Now the entire, awful absurdity of this thing lay plain before Stall. “You’re saying I have to work for you or you’ll suspect me of working for the Committee?”
“Let’s just say I know whose side you’re really on, and it wouldn’t hurt the right side if you pretended to warm up to the wrong one. If you see what I mean.” Connor’s smile was droll, and Stall knew that he wouldn’t be smiling if he didn’t think he had Stall’s balls in a vise. The game was joined, and President Connor had more than an ordinary man’s avidity for games. In this one, Stall was to be his pawn.
Stall said, more to himself than to Connor, “If my colleagues, my friends, get the idea I’m some kind of informer, they’ll shun me. I’ll have no chance of becoming chairman. Hell, I’ll have to leave town under cover of darkness.”

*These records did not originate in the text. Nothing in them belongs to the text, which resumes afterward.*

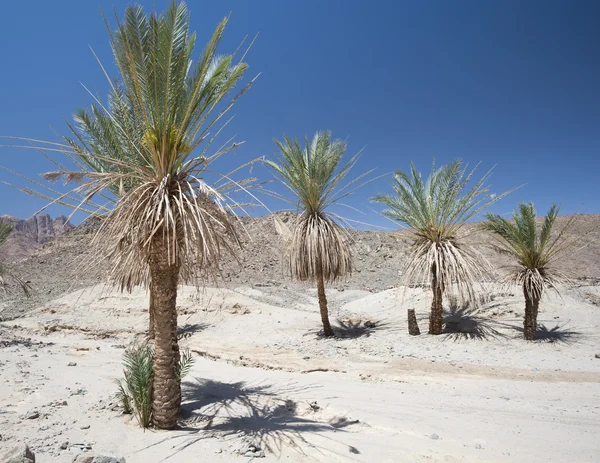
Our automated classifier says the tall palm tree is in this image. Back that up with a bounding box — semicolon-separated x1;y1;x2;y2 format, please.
0;221;31;296
7;1;252;429
482;203;579;341
373;160;509;334
265;132;366;336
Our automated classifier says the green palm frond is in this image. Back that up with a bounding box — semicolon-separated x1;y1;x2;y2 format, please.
373;160;510;302
265;132;369;281
0;1;254;290
481;203;581;300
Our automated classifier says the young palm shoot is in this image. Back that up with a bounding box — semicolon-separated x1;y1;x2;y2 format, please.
482;203;579;341
373;160;509;334
265;132;367;336
1;1;253;429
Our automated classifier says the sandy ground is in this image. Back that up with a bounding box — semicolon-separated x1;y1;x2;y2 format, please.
0;286;600;463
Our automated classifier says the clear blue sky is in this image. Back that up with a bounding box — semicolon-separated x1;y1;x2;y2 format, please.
0;0;600;225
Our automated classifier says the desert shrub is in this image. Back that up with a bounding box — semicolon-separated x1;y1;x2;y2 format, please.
117;343;194;428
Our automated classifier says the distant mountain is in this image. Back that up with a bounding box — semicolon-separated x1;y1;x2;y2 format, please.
0;214;74;262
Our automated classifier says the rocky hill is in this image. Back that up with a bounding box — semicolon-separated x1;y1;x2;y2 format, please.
0;214;74;262
0;213;600;319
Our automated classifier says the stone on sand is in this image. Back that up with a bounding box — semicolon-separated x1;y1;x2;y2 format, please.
0;444;35;463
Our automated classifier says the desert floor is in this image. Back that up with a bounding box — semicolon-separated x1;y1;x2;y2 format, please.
0;286;600;463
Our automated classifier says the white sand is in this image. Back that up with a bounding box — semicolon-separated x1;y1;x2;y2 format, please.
0;287;600;463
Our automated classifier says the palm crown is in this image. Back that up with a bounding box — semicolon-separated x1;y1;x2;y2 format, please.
482;203;577;299
373;160;508;302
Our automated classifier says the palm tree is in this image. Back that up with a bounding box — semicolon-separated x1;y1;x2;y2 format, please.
7;1;252;429
373;160;509;334
0;221;31;297
265;132;367;336
482;203;578;341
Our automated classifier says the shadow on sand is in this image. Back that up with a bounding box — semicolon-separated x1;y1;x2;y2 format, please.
333;319;391;339
177;323;210;339
305;318;393;339
143;378;360;460
444;307;508;341
507;323;583;345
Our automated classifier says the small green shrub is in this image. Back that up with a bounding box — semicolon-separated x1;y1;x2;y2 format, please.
116;343;194;428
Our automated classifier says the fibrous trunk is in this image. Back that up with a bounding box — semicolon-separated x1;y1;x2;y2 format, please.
150;236;181;429
408;309;421;336
523;288;540;341
317;268;335;336
429;264;444;334
148;285;154;339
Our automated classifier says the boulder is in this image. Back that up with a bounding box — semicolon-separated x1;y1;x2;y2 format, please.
0;444;35;463
73;454;125;463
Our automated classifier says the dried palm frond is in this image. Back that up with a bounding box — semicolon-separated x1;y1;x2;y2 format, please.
0;221;31;297
265;132;370;282
481;203;583;300
373;160;512;303
1;2;254;290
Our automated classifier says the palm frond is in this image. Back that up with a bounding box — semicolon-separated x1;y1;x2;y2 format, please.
372;160;512;302
265;132;369;282
0;220;31;297
481;203;582;300
0;1;254;290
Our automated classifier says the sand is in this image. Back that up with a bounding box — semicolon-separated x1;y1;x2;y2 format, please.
0;285;600;463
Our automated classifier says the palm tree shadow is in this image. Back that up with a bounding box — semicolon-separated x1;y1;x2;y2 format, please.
333;318;391;339
146;378;360;458
177;323;210;339
510;323;584;345
306;318;392;339
444;306;507;341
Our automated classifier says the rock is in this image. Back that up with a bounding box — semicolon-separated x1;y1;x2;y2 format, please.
93;455;125;463
73;454;126;463
0;444;35;463
0;214;74;260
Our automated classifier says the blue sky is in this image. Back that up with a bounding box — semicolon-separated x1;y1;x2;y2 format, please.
0;0;600;226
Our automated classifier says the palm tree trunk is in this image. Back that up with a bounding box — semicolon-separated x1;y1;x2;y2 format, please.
317;266;335;337
150;237;181;429
523;288;540;341
408;309;421;336
429;270;444;334
148;290;154;339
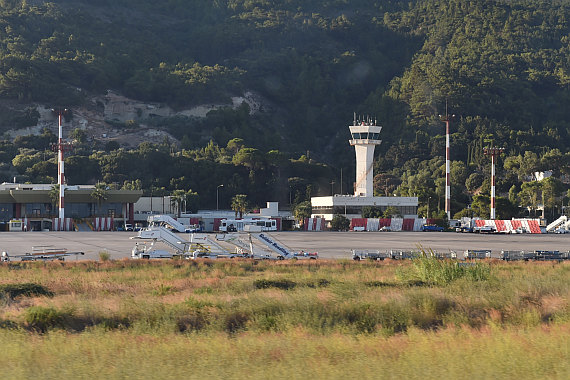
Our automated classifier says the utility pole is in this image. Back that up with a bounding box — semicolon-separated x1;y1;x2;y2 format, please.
51;108;72;219
439;105;455;220
483;147;505;220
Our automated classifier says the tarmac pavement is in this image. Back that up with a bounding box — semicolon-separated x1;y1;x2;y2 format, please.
0;231;570;261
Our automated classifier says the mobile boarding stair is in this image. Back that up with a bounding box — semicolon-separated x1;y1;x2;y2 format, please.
131;225;234;259
546;215;570;232
147;215;189;232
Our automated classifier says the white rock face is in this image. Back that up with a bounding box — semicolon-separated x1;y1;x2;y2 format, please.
5;90;269;147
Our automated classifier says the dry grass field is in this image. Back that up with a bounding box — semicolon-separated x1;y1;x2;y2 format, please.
0;259;570;379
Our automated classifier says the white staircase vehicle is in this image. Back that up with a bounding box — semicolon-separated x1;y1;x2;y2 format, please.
190;234;228;254
366;218;380;231
216;232;275;259
390;218;404;231
414;218;427;231
546;215;569;232
131;226;190;254
252;233;295;259
147;215;188;232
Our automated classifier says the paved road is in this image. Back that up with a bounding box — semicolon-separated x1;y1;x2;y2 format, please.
0;232;570;261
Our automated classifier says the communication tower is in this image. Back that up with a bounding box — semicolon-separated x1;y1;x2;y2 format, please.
52;109;72;219
483;147;505;219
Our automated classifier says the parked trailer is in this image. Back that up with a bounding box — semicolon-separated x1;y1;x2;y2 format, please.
388;249;423;260
463;249;491;260
351;249;391;261
534;251;569;261
501;251;535;261
428;251;457;259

“Tom, you have a flair for the dramatic. It won’t be as bad as all that. I’ll take care of you. What will be bad, what could be a disaster, is what Charley Johns wants to do to this university. He’d like to turn the whole state system into a Baptist seminary with compulsory chapel, a curfew, a dress code, and loyalty oaths. The best faculty we have will leave for places where this kind of stupidity is laughed at. We’ll be censured by any number of professional organizations. It could take this state fifty years to recover from the kind of damage Johns can do.”
Ezra knocked again, and this time entered without being bidden. He served the two bourbons from a silver tray and left as quietly as he had entered.